2. De aanvrage tot herziening
De aanvrage tot herziening is aan dit arrest gehecht en maakt daarvan deel uit.
3. Beoordeling van de aanvrage
3.1. De aanvrage zal niet tot herziening kunnen leiden, reeds omdat de uitspraken waarvan herziening is gevraagd geen einduitspraken zijn houdende veroordeling in de zin van art. 457, eerste lid, Sv. De aanvrage kan derhalve niet worden ontvangen.
4. Beslissing
De Hoge Raad verklaart de aanvrage niet-ontvankelijk.
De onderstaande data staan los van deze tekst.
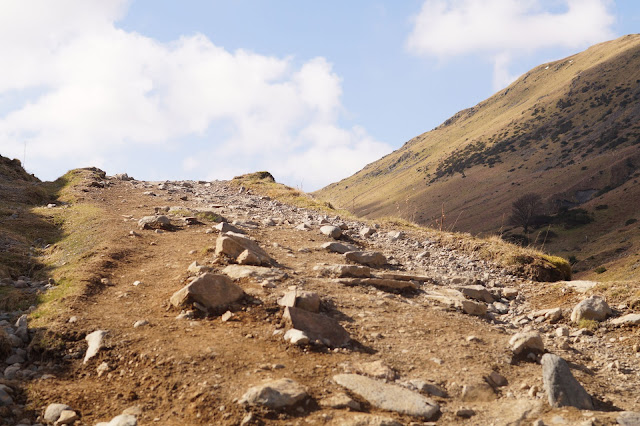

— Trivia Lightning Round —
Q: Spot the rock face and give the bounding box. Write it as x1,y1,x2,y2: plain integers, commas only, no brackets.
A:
171,272,244,310
333,374,440,419
541,354,593,410
283,307,351,347
238,378,309,410
215,232,274,266
571,296,611,323
344,251,387,268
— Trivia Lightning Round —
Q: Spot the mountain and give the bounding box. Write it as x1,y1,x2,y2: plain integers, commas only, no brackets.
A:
314,34,640,279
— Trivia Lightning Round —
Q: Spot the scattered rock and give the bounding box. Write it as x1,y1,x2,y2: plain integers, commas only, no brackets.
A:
84,330,107,364
171,272,244,310
571,296,611,324
611,314,640,325
278,290,320,312
215,232,274,266
541,354,593,410
238,378,309,410
321,242,358,254
138,215,173,231
333,374,440,419
320,225,342,240
283,307,351,347
509,331,544,355
462,383,497,402
44,404,71,423
344,251,387,268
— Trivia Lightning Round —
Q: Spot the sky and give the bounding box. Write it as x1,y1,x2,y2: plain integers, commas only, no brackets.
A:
0,0,640,191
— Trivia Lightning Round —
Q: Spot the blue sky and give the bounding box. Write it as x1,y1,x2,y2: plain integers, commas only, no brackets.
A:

Dit arrest is gewezen door de vice-president A.J.A. van Dorst als voorzitter, en de raadsheren J.P. Balkema en J.W. Ilsink, in bijzijn van de waarnemend griffier E. Schnetz, en uitgesproken op 3 juli 2012.
Mr. Balkema en mr. Ilsink zijn buiten staat dit arrest te ondertekenen.